Is the Operator C Hermitian and What are the Eigenfunctions and Eigenvalues?

[Domnu]

Problem
Consider the operator \hat{C} which satisfies the property that \hat{C} \phi (x) = \phi ^ * (x). Is \hat{C} Hermitian? What are the eigenfunctions and eigenvalues of \hat{C}?

Solution
We have

\hat{C} \phi = \phi ^ *
\iff \phi^* \hat{C}^\dagger = \phi

Substituting back into the first equation,
\hat{C} (\phi^* \hat{C}^\dagger) = \phi ^ * = \hat{C} \phi
\iff (\hat{C} \phi)(\hat{C} - I) = 0

Now, we know that \hat{C} \phi \neq 0, since (we assume that) \phi isn't zero... if \hat{C} = 0, then the original property that \hat{C} satisfied couldn't possibly be true. Thus, we have that \hat{C} = I, which is clearly Hermitian.
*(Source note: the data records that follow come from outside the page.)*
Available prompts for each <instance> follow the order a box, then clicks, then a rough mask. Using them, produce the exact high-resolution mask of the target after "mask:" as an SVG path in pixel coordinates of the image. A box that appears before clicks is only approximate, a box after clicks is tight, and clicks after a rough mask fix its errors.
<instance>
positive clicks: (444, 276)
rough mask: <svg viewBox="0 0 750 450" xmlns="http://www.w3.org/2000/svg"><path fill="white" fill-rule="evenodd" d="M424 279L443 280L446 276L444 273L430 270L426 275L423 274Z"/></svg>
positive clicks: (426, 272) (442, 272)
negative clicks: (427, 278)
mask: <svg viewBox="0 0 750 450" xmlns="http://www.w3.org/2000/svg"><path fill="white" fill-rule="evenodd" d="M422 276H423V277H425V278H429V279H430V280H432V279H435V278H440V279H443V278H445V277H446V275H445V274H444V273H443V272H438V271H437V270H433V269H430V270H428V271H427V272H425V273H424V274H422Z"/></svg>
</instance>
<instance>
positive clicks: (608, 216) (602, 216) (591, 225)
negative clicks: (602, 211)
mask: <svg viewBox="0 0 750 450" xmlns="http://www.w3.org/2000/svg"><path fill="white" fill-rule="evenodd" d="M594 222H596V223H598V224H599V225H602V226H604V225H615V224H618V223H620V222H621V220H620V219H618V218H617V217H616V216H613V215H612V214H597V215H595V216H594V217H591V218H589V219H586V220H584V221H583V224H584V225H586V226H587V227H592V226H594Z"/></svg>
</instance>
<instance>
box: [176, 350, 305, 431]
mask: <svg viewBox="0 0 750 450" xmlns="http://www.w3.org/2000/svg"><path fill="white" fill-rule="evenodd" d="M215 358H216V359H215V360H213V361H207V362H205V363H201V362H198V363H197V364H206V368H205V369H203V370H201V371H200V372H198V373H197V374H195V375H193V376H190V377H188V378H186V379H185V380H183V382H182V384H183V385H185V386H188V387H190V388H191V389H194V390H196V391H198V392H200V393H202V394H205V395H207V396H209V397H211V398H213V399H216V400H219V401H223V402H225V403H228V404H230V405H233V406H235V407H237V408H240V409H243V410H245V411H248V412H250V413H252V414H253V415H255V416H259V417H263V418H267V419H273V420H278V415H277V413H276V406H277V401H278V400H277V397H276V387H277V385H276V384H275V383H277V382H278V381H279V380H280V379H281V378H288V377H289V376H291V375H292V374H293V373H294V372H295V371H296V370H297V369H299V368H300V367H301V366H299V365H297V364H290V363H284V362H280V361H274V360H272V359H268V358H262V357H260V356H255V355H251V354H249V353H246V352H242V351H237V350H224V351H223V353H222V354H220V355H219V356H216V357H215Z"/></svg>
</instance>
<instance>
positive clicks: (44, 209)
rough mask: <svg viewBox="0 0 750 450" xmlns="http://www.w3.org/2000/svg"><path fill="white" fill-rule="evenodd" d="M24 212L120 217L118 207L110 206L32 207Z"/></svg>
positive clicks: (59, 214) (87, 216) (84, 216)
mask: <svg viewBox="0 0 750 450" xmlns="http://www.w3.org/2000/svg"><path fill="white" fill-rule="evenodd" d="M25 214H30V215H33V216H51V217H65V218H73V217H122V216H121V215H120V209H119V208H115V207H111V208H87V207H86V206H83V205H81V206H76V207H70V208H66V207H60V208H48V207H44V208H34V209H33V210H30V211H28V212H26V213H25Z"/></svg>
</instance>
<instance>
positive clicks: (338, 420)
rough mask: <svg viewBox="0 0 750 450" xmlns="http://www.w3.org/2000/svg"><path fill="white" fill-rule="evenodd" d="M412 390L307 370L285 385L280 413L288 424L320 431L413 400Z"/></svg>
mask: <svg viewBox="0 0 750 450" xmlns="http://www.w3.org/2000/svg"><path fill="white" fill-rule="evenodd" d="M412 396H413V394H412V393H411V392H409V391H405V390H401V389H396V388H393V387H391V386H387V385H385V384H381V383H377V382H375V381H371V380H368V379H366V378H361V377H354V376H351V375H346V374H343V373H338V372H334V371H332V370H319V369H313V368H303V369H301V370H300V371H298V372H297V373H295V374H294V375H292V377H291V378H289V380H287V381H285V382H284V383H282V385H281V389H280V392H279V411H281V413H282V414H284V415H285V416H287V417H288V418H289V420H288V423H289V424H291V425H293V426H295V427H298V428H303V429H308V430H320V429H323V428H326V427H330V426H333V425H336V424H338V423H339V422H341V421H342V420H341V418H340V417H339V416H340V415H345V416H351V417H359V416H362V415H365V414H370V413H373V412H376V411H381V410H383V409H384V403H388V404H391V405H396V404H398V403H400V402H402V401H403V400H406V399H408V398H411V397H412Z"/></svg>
Since \hat{C} is just the identity operator, we know that all functions are the eigenfunctions of \hat{C} and the only eigenvalue of \hat{C} is 1.

Could someone verify that the above is true? It seems too simple =/

 

[Dick]

C is OBVIOUSLY not the identity. It's the complex conjugation operator. It takes a function into it's complex conjugate. The identity takes a function into itself. Are you sure you can't think of any eigenstates of C?? They are pretty easy. Then write down the definition of Hermitian without trying to think of C as a matrix.

 

[Domnu]

C is OBVIOUSLY not the identity. It's the complex conjugation operator. It takes a function into it's complex conjugate. The identity takes a function into itself. Are you sure you can't think of any eigenstates of C?? They are pretty easy. Then write down the definition of Hermitian without trying to think of C as a matrix.

Heh, whoops... I see that all real functions are eigenstates for C. And C is not Hermitian... my calculation messed up in the factorization, which is incorrect. It's not Hermitian, because

\langle a | C b \rangle = \langle a | b^* \rangle = a^* b^*
\langle Ca | b \rangle = \langle a^* | b \rangle = ab

We can see that all forms of e^{i\alpha} are eigenvalues, where \alpha is some real number. This is because

C \phi = p \phi \iff \phi^* = p \phi \iff \phi = p^* \phi^* \iff \phi^* = pp^* \phi^* \iff p^*p = 1 \iff p = e^{i \alpha}

for some \alpha \in \mathbb{R}. Thanks a bunch for the help and motivation to solve the problem!